Nobody is without flaws. However, only those who acknowledge when they make mistakes and sincerely attempt to live what they teach should be heeded.

What do they have in their portfolio?

It’s all too easy for individuals to take risks with other people’s money that they wouldn’t take with their own money. “Never ask anybody for their opinion, prediction, or advice,” Taleb rightly cautions. Simply inquire as to what they have in their portfolio — or do not have.” Don’t put your money — or anything else — in the hands of someone who has your skin in one game and his in another.

Self-made millionaire Seymour Schulich recommends consumers to acquire shares in firms “where the executives and directors possess a big quantity of equity” for a similar reason. The more a company’s fortunes are linked to its workers’ personal finances, the harder they’ll fight to make it a long-term success, and the better your investment will perform as a result.

What would they do if they found themselves in your situation?

When ailing people are on the verge of death, they often request that every life-saving action be done to extend their lives. If they’re unable to make that choice for themselves, families will frequently make every effort on their behalf, and physicians will always do everything possible to keep the patient alive — even if it’s just barely. When physicians are asked about their personal end-of-life decisions, few say they would want life-saving procedures done on them. They are aware of the dangers, agony, and often negligible advantages associated with things like breathing, feeding tubes, and unending rounds of chemotherapy, unlike patients.

What someone would advocate in the abstract — when no one else is impacted — is often not the same as what they would select for themselves.

So, while making a choice, inquire about what others would do if they were in your situation.

Do they expose their identity by showing their face and revealing their name?

“A half-man…isn’t someone who doesn’t have an opinion; it’s someone who isn’t willing to risk it.” Nassim Taleb is a professor of mathematics at the University of Pennsylvania.

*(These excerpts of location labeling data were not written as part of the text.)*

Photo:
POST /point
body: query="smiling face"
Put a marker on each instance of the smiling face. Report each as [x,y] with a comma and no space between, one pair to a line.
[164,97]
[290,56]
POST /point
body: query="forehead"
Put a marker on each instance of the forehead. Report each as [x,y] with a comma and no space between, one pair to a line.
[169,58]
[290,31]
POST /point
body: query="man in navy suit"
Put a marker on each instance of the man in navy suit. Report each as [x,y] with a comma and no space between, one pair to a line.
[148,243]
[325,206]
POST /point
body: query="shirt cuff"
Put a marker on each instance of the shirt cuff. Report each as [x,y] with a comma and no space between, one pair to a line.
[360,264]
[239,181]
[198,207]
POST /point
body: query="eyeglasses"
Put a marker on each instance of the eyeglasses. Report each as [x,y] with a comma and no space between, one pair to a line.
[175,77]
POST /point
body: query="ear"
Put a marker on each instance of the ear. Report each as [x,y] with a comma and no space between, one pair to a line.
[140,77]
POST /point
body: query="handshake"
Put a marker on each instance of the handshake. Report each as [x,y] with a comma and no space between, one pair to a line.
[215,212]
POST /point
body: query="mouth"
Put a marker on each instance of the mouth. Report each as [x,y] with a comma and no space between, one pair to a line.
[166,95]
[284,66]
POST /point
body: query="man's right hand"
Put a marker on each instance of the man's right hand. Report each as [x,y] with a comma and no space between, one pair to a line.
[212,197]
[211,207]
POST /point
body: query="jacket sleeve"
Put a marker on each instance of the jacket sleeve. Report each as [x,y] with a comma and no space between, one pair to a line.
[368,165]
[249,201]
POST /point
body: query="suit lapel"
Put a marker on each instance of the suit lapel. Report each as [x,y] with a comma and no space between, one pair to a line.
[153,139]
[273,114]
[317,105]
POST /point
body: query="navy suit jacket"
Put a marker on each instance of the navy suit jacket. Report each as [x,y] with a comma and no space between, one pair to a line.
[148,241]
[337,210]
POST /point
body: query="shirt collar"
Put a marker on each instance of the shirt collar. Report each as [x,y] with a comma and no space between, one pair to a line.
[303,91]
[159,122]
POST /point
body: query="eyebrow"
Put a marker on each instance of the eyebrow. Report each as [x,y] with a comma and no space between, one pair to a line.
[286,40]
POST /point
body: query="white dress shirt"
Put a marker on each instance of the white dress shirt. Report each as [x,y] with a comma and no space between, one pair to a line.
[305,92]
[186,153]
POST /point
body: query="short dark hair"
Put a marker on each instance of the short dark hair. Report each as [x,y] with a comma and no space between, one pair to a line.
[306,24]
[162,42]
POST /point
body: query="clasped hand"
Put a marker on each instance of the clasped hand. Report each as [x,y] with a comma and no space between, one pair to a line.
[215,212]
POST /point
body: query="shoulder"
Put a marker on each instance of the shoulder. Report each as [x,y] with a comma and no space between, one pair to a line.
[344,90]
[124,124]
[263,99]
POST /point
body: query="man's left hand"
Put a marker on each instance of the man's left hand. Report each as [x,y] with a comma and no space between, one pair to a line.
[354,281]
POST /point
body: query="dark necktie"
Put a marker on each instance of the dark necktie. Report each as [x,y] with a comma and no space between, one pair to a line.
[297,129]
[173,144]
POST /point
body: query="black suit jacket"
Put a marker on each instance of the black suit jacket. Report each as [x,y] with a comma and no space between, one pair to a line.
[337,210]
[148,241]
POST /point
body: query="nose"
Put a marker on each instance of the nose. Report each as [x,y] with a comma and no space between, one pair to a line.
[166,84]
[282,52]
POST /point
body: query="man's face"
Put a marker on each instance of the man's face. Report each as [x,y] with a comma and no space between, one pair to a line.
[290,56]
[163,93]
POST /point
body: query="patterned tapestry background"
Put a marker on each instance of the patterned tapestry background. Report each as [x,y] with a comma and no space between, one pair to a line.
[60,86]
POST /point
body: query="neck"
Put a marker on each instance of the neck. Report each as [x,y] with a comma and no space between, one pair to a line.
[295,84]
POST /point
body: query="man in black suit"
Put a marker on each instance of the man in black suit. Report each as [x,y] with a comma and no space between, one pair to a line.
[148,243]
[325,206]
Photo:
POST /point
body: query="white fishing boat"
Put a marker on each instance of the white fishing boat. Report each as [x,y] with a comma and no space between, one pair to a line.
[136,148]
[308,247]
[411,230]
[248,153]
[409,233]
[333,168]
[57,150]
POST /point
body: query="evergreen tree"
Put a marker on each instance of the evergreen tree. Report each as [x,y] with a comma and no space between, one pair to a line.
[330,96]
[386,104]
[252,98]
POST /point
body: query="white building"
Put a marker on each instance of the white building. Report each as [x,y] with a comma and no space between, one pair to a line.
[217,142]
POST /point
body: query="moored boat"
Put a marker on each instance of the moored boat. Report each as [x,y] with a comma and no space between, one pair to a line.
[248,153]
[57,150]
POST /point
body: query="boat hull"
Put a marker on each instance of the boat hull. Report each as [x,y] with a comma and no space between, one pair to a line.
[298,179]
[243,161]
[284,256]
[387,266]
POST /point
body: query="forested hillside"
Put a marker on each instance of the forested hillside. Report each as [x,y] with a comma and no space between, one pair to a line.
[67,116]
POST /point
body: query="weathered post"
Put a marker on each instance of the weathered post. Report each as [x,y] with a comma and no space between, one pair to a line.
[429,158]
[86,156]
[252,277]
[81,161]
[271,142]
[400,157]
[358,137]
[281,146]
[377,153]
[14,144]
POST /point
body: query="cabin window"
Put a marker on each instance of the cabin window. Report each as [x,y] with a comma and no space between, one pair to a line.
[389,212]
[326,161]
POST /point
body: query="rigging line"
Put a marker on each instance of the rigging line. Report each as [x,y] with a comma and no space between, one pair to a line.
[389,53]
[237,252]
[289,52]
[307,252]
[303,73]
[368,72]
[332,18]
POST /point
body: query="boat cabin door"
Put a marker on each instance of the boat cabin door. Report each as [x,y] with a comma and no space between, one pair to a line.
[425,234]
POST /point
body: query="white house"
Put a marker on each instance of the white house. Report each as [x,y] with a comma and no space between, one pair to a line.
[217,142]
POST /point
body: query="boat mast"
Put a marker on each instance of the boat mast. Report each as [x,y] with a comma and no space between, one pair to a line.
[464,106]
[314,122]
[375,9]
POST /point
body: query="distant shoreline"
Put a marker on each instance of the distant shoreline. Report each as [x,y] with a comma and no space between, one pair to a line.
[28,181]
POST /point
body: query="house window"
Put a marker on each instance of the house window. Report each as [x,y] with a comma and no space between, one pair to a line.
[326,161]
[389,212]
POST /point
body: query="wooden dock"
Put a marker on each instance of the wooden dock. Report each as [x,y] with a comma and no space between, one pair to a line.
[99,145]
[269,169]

A man’s statements and acts had to be confirmed in public in antiquity. He needed to speak to individuals one-on-one so that they could judge his reputation, assess his reliability, and question his points.

The internet, on the other hand, works on the exact opposite principle: it is immensely democratic while also being completely shameless. Article writers must use their true names, expose their faces, disclose their sources, and subject their reputation to criticism with each post. Blog commenters, on the other hand, may provide anonymous, risk-free disagreement. They are not compelled to provide evidence for why they should be believed, and their credibility cannot be verified. On the internet, anybody may claim to be a “former Navy SEAL” or a “medical doctor.” Anyone can sound clever by using sarcasm and wrath. And if they’re incorrect, they’re not held liable, and their personal reputation isn’t harmed.

For this reason, I’ve avoided having comments on the Art of Manliness for a long time. Nonetheless, I kept them because I thought they had a few advantages for both myself and readers: some people enjoy them (more clicks for me! ), and people occasionally leave helpful comments (though even on a site like AoM, where the comments were a cut above the rest of the internet, the ratio of useless to useful comments was still about 5:1). But, after much thought and writing, I’ve come to the decision that, although it may irritate or disappoint some, and may even affect my financial line, I cannot continue to host what is fundamentally a dishonest medium of speech on principle.

 

It, if you want to discuss and debate our material in the future, please do so on Facebook, where you’ll have to use your actual name, give your opinion in front of your friends and thousands of others, and back up your remarks with a little more skin in the game.

It’s either that or retire.

 

 

The “skin in the game meaning origin” is a phrase that means having enough skin in the game to be able to withstand any and all losses. The term originated from poker, where it was used to describe how players should have more money than their opponents in order to make up for any losses they might incur.